The model of the MSJCC intentionally connected to the MCC (Sue et al., 1992) and the ACA Advocacy Competencies (Lewis et al., 2003; Toporek & Daniels, 2018), and the newly minted MSJCC added multiple aspects to broaden the application of social justice to reinforce its priority for training and practice within professional counseling. The MSJCC incorporated philosophical underpinnings of intersectionality theory to properly reflect the simultaneous coexistence of privilege and oppression and the multiplicity of dimensions beyond race and ethnicity, including sexual identity, affection, ability status, spirituality, social class, and gender identity (Chan et al., 2018; Ratts et al., 2016; Singh, Appling, & Trepal, 2020). Annexing intersectionality theory to the MSJCC served as a response to critics claiming that multiculturalism was predicated solely on race and ethnicity. The underlying characteristics that define intersectionality are power and social context (Collins, 2015; Collins & Bilge, 2020), and counselors need to consider each context and relationship (e.g., counselor and client) as a reflection of power relations. The MSJCC also explicitly infused action as a domain within the previous tripartite model of attitudes and beliefs, knowledge, and skills. Hence, the MSJCC reinforced the development of multicultural competence, social justice in counseling, and culturally responsive practices as a lifelong commitment rather than a status to achieve or a checklist to complete (Ratts et al., 2016).

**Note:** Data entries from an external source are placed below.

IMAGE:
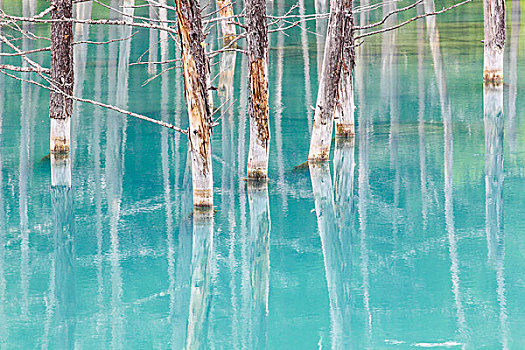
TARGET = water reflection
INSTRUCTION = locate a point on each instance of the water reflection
(335, 237)
(27, 114)
(446, 112)
(494, 174)
(64, 254)
(406, 243)
(200, 280)
(259, 260)
(3, 218)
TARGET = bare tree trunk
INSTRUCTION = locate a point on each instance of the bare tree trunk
(494, 43)
(258, 108)
(344, 109)
(228, 29)
(196, 72)
(321, 6)
(515, 19)
(326, 97)
(61, 107)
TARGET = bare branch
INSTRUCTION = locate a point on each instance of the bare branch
(372, 25)
(411, 20)
(24, 69)
(100, 104)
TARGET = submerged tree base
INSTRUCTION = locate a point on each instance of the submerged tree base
(60, 135)
(344, 130)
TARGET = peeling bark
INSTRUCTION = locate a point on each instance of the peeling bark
(326, 97)
(196, 72)
(61, 107)
(228, 29)
(494, 42)
(258, 108)
(344, 108)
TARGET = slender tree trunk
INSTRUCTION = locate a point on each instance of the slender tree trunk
(61, 107)
(258, 108)
(321, 7)
(326, 97)
(515, 19)
(494, 43)
(196, 72)
(228, 29)
(344, 109)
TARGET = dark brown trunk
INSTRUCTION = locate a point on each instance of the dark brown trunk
(196, 72)
(344, 110)
(494, 43)
(328, 85)
(60, 106)
(258, 101)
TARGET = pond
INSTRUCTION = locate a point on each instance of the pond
(409, 237)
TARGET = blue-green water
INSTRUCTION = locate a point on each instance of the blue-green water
(420, 244)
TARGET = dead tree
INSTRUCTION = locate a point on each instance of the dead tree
(344, 108)
(494, 42)
(60, 105)
(228, 29)
(196, 72)
(258, 108)
(326, 97)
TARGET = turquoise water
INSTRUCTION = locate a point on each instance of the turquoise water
(411, 237)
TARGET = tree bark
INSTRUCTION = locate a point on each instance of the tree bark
(494, 43)
(326, 97)
(196, 72)
(60, 106)
(344, 109)
(228, 29)
(258, 108)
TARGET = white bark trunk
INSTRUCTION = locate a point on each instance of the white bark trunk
(323, 118)
(494, 41)
(60, 140)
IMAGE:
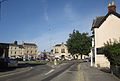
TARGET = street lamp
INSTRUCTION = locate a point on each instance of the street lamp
(1, 1)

Moving Toward Culturally Responsive Counseling Leadership and Advocacy
Consistent with a proliferation of scholarship about leadership and advocacy, multiculturalism, advocacy, and social justice have become intertwined as the counseling profession has evolved (Lee, 2012; Ratts, 2011). Incorporating multiculturalism and social justice can occur at multiple systemic levels of leadership (Cashwell & Barrio Minton, 2012; Chan et al., 2018, 2019; Storlie, 2016; Storlie & Jach, 2012). As an explicit example, Cashwell and Barrio Minton (2012) identified myriad ways for administrators and leaders to meet their responsibility for institutionalizing multiculturalism and social justice into the culture and operations of academic units (e.g., departments). Other counseling leaders (Chan et al., 2018; Day-Vines et al., 2018; Remley & Herlihy, 2020; Singh, Appling, & Trepal, 2020; Singh, Nassar, et al., 2020) highlighted the importance of establishing multiculturalism, advocacy, and social justice as intuitive priorities across the counselor education curriculum, which would ultimately become a cultural norm rather than an isolated specialty. The Council for Accreditation of Counseling and Related Educational Programs (CACREP) 2016 Standards (CACREP, 2015) address social and cultural foundations as a core area, and the ACA Code of Ethics (ACA, 2014) further outlines multicultural competence as an ethical obligation for counseling practitioners, supervisors, and counselor educators.